心の治療:2014:初の気

一月二十日前後の大寒から三月二十日前後の春分までが初の気です。一年はここから始まります。

この時期心は次の季節のポジションに入ります。

先ほどお話ししたようにこの時期は積聚治療のポイントとなる位置です。

初の気は肺積を治療しやすい時期です。

肺積は呼吸器や皮膚の慢性疾患に多いようです。

この時期に始まる花粉症や喘息も肺積の治療が効く場合があります。

その場合は小腸経井穴少沢、心経栄穴少府、乃至は心包経栄穴労宮といった穴を用いるのが標準です。

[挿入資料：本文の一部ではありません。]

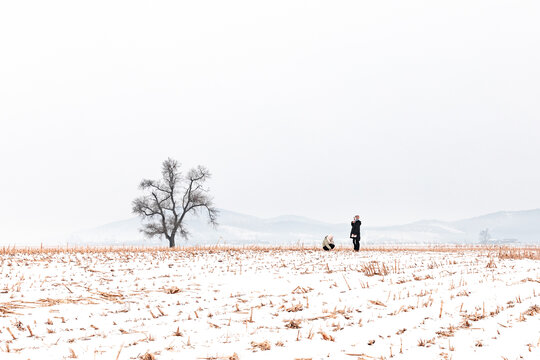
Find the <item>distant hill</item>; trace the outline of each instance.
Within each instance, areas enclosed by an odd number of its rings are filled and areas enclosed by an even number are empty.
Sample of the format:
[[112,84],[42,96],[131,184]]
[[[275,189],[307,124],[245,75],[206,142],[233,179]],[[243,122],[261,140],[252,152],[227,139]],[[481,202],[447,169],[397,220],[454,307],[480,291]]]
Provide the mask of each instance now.
[[[301,216],[284,215],[262,219],[255,216],[220,210],[218,228],[203,218],[189,217],[186,224],[191,233],[178,245],[258,244],[258,245],[318,245],[327,234],[333,234],[338,244],[349,245],[348,223],[330,224]],[[540,245],[540,209],[497,212],[459,221],[424,220],[405,225],[371,227],[363,221],[362,241],[368,244],[475,244],[479,233],[489,229],[491,243]],[[73,245],[166,246],[166,241],[145,239],[138,231],[139,218],[106,224],[79,231],[69,238]]]
[[540,244],[540,209],[501,211],[455,222],[455,226],[468,233],[488,228],[499,240],[516,239],[522,243]]
[[[178,239],[177,244],[198,245],[227,243],[231,245],[312,244],[326,234],[347,233],[347,225],[333,225],[300,216],[286,215],[270,219],[220,210],[219,226],[214,229],[204,218],[191,216],[186,224],[190,239]],[[73,234],[70,244],[82,245],[166,245],[166,241],[148,240],[139,233],[139,218],[106,224]],[[322,234],[322,235],[321,235]],[[322,236],[322,237],[321,237]]]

標準的な選穴があった上で病態に合わせて柔軟に選穴していく所は他の治療と同じです。

 

今日は心の治療を中心に説明しましたが。もちろん心が治療の中心ということではありません。

あくまで例にとって解説をしてみただけです。

もちろん五臓のどの臓を例にとっても同じことです。

季節が変わるごとに五つのポジションを順々に移っていきます。

五行の図なのに六気である、というところが少し矛盾をはらんでいるわけですが、そこは火経を二気連続させることで補っています。

そのため二、三の気のあたりはやや複雑で、例えば三の気の前の季節は肝かもしれないけれども心かもしれない、という具合になります。